INTERIOR Minister Vladimír Palko of the Christian Democratic Movement (KDH) has rejected the demands made by his coalition partner the New Citizen's Alliance (ANO) following a surveillance scandal in which the telephone of ANO boss Pavol Rusko was illegally tapped.
Both the Slovak Information Service (SIS) and the Interior Ministry were named in and suspected of involvement in the surveillance case, which is now being handled by investigators.
Although their involvement in the affair has not yet been proven, ANO presented its coalition partners with a set of demands designed to "restore trust" in the state's security bodies, including the right of their party to nominate their representatives to the deputy-chief post in either the SIS or the Interior Ministry. ANO says this would create political balance in these institutions, which are currently controlled by the Slovak Democratic and Christian Union (SDKÚ) and the KDH respectively.
A planned meeting of all coalition partners on that matter was postponed from February 6 to an undetermined date in the future, but that did not stop several KDH representatives openly rejecting ANO's demands.
In a political discussion show on private TV Joj February 9, Palko said ANO's request for cross control was "absolutely unacceptable", and even suggested that ANO had been hoodwinked by a third party for political gain.
"[There could be] a principal third player who may have used Mr Rusko against me," said Palko.
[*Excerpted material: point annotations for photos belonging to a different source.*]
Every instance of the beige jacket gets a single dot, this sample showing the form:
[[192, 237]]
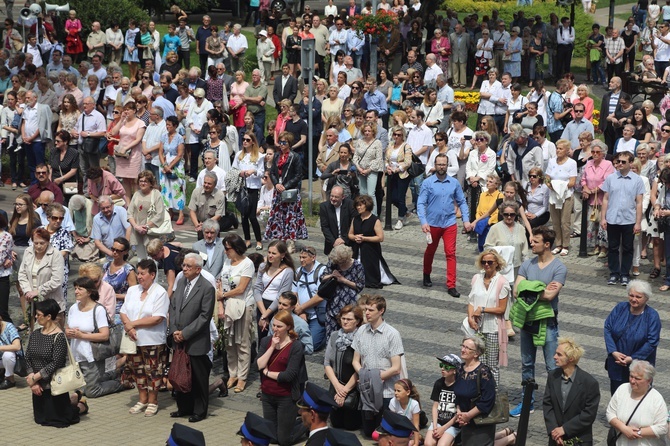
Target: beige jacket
[[50, 275]]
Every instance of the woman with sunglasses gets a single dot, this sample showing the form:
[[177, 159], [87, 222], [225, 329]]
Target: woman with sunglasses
[[286, 221], [249, 162], [60, 238], [172, 175], [414, 90], [120, 274], [489, 297], [69, 115]]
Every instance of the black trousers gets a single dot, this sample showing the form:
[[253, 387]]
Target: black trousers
[[196, 402]]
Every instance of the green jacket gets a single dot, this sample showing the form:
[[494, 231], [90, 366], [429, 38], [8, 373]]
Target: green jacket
[[529, 308]]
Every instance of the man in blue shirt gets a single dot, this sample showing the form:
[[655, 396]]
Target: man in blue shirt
[[375, 99], [437, 214], [111, 222], [621, 216]]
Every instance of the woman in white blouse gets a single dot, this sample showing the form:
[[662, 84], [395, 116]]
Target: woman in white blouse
[[144, 314], [646, 426], [251, 164]]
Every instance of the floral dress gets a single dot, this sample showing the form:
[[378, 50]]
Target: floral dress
[[118, 281], [344, 295], [62, 241], [131, 56], [173, 190]]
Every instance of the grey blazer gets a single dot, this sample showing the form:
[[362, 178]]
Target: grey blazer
[[193, 315], [214, 264]]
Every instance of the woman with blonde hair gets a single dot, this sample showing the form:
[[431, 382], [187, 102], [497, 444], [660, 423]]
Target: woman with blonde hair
[[250, 163], [368, 159]]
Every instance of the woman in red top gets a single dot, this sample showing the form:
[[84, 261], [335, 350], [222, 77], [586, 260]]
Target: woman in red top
[[281, 363]]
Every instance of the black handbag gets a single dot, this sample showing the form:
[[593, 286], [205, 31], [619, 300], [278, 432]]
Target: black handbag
[[499, 413], [416, 168], [110, 347], [327, 288], [613, 434]]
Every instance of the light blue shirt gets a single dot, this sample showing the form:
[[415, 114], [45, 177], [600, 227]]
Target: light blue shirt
[[376, 101], [622, 190], [436, 202], [107, 230]]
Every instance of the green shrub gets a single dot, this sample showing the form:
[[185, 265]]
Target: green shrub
[[106, 12], [583, 22]]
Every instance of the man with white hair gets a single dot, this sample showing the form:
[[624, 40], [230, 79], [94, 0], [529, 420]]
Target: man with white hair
[[432, 70], [237, 45], [111, 222], [151, 140], [254, 98], [96, 40], [189, 328]]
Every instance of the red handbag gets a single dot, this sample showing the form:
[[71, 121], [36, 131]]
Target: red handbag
[[180, 370]]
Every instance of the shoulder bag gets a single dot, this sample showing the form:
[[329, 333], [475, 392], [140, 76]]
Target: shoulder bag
[[166, 227], [68, 378], [110, 347], [613, 434], [127, 345], [499, 413], [180, 370], [289, 195], [416, 168]]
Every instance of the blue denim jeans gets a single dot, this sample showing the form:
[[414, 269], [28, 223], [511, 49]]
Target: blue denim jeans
[[318, 334], [528, 352]]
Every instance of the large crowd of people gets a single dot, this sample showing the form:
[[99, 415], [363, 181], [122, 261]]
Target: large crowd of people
[[105, 160]]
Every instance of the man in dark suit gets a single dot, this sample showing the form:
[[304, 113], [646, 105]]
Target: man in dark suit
[[608, 106], [336, 216], [571, 397], [191, 309], [286, 87], [315, 407]]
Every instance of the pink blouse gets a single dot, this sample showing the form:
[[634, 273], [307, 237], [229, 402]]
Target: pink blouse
[[594, 176]]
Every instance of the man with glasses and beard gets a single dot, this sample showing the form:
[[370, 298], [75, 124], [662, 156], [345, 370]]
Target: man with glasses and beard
[[437, 213], [621, 216]]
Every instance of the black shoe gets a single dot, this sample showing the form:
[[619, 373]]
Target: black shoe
[[426, 280], [195, 418]]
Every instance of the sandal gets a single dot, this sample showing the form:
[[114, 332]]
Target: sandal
[[138, 408], [152, 409], [83, 402]]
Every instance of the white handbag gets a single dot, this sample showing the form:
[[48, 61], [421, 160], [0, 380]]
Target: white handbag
[[128, 346], [68, 378]]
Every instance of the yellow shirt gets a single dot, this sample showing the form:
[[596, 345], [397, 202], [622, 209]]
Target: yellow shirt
[[486, 200]]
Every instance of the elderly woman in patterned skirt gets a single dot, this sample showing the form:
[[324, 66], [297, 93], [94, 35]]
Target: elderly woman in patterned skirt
[[144, 314]]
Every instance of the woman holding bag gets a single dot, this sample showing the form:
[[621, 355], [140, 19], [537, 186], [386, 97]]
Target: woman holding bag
[[87, 322], [47, 352], [144, 314]]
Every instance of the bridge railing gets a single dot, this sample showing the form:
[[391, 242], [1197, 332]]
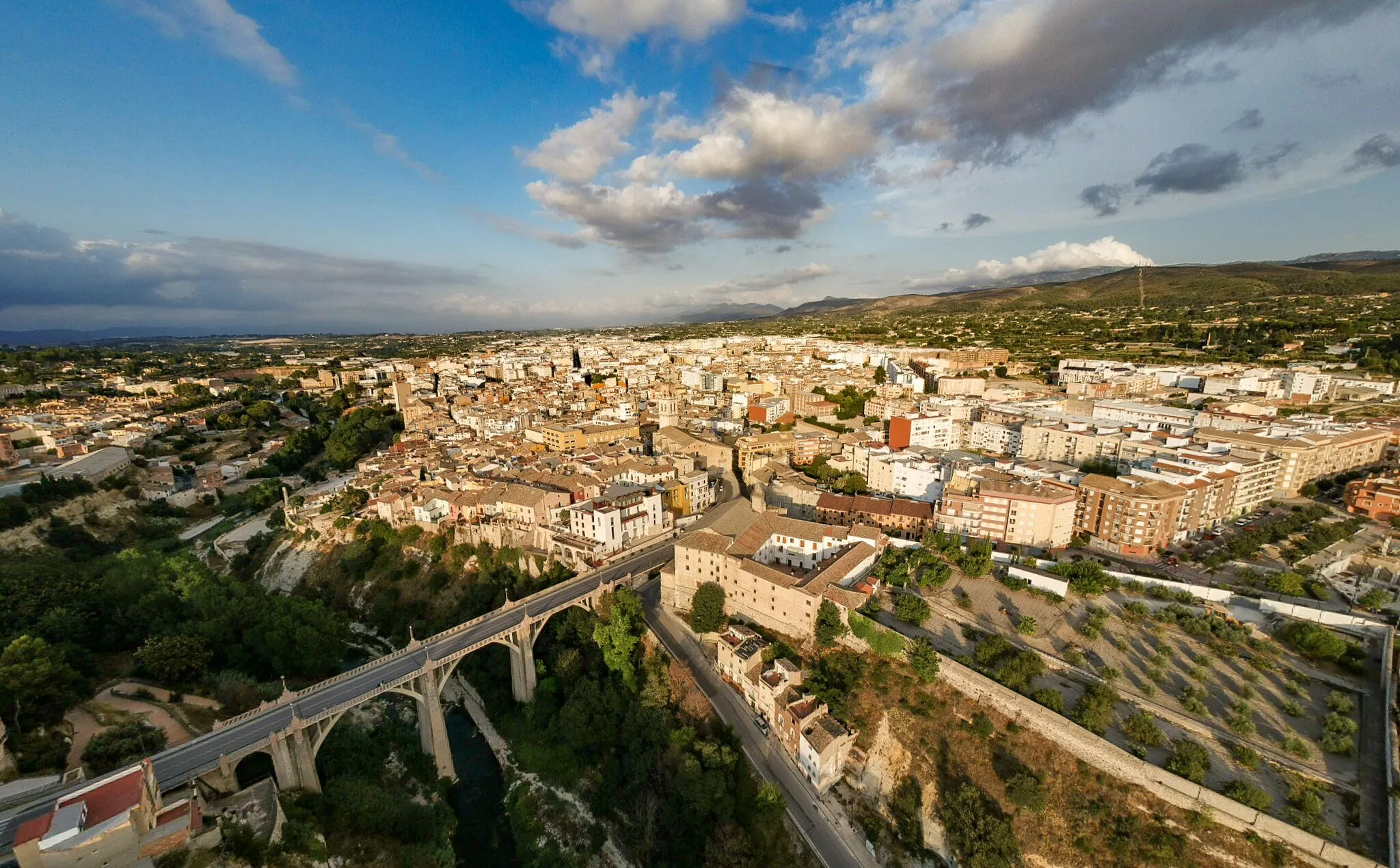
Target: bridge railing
[[398, 653]]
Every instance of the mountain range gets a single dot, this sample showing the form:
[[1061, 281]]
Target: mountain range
[[1105, 286], [1109, 286]]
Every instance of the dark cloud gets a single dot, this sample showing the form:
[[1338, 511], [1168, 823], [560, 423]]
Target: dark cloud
[[1330, 81], [1024, 72], [1273, 160], [1106, 199], [765, 209], [1192, 168], [1249, 120], [1378, 153], [44, 267], [1213, 74]]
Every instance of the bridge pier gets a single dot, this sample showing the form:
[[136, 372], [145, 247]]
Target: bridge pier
[[521, 642], [295, 761], [433, 726]]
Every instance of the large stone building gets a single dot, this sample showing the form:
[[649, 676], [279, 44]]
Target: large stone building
[[566, 439], [895, 517], [775, 570]]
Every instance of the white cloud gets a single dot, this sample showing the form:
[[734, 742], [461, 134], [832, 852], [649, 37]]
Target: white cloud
[[577, 153], [228, 31], [764, 283], [646, 219], [761, 133], [1063, 256], [618, 21], [390, 146], [792, 23]]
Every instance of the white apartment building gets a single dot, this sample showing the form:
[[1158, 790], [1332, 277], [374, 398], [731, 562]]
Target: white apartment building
[[1309, 385], [997, 439], [1144, 416], [703, 381], [917, 430], [618, 517]]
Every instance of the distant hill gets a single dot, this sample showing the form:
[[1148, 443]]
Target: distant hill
[[1162, 286], [1353, 256], [728, 312], [45, 338]]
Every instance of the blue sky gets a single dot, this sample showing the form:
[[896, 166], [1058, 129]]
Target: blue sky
[[240, 165]]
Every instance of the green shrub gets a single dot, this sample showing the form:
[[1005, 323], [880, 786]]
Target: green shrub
[[923, 658], [912, 608], [1143, 729], [708, 608], [122, 745], [1025, 790], [1193, 699], [1297, 746], [1245, 755], [887, 643], [1051, 699], [1189, 759], [1248, 794], [1094, 709], [1338, 702]]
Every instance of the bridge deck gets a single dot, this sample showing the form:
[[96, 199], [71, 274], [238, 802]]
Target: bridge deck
[[183, 763]]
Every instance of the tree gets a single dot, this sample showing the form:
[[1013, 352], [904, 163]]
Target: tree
[[1143, 729], [912, 608], [978, 829], [1248, 794], [923, 658], [1094, 709], [1289, 584], [174, 660], [122, 745], [853, 483], [829, 625], [618, 630], [708, 608], [1099, 465], [37, 685], [1377, 599], [1189, 759], [835, 677]]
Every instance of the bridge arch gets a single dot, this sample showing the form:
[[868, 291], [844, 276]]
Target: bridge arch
[[255, 768]]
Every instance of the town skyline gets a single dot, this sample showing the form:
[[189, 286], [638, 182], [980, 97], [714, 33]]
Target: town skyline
[[244, 167]]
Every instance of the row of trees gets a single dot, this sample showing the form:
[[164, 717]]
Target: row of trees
[[609, 711]]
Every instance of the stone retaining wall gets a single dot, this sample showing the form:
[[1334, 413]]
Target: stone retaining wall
[[1127, 768]]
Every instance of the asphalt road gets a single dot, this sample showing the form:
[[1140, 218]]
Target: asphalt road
[[821, 829], [180, 765]]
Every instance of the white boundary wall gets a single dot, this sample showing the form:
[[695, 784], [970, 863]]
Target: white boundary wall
[[1127, 768], [1040, 580]]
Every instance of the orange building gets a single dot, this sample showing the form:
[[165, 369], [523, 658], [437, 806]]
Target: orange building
[[1377, 498]]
Since the scandal broke in early January, ANO has called several times for Palko to step down.
"All sound people are now expecting ANO to realise that what has happened was not a misuse of political power but a conspiracy," Palko said.
Palko admitted that in addition to a recording of Rusko's interview with a SME daily reporter, two more recordings of politicians have been discovered in a file that the Interior Ministry received into their tapping system from an unknown sender.
He said however, that those politicians were not as high ranking as Rusko. As well as leading the ANO party, Rusko serves as vice-speaker of the Slovak parliament.
"Apart from Mr Rusko, there aren't any [illicit] recordings of currently influential political personalities," Palko said.
This latest coalition crisis has even caught the eye of the European Parliament. The body's special envoy to Slovakia, Jan Marinus Wiersma, recently said that political intrigues were part of political life in every country. He added that he believed Slovakia's ruling coalition would be able to deal with the case in a civilised manner.
"In every country, now and then, you have this kind of story. In politics there are always conspiracies. It's what sells newspapers. But I think Slovakia is a stable democracy," Wiersma said.
Despite the ongoing investigation, ANO representatives say they are sceptical that they are ever going to see the perpetrators punished.
"As is usual in such cases in Slovakia, the perpetrator will simply not be found," said deputy chairman of ANO Ľubomír Lintner.
Inspections in the Interior Ministry and the SIS in recent weeks have indicated that the illegal recordings were not produced in either of the institutions. Lintner responded to this news with irony, remarking that the recording "must have been made by aliens".
Over the last few weeks the KDH and ANO have exchanged barbs through the media. The remaining two coalition partners, the Hungarian Coalition Party (SMK) and the SDKÚ, have not participated in the debate, stating they want to present their opinions to their partners face to face at a meeting of coalition partners rather than through the media.
However, SMK head Béla Bugár cautioned recently that the introduction of cross control would mean opening the coalition agreement, which defines the division of political power in the country's state authorities. Many coalition politicians agree that opening the coalition agreement would be unfortunate only four months after parliamentary elections.
ANO continues to insist that it is only trying to find a system by which mutual trust can be regained.
Lintner said: "We were submitting this proposal [for cross control] knowing that the question of trust is very important in politics. Sometimes steps must be taken that were not anticipated beforehand."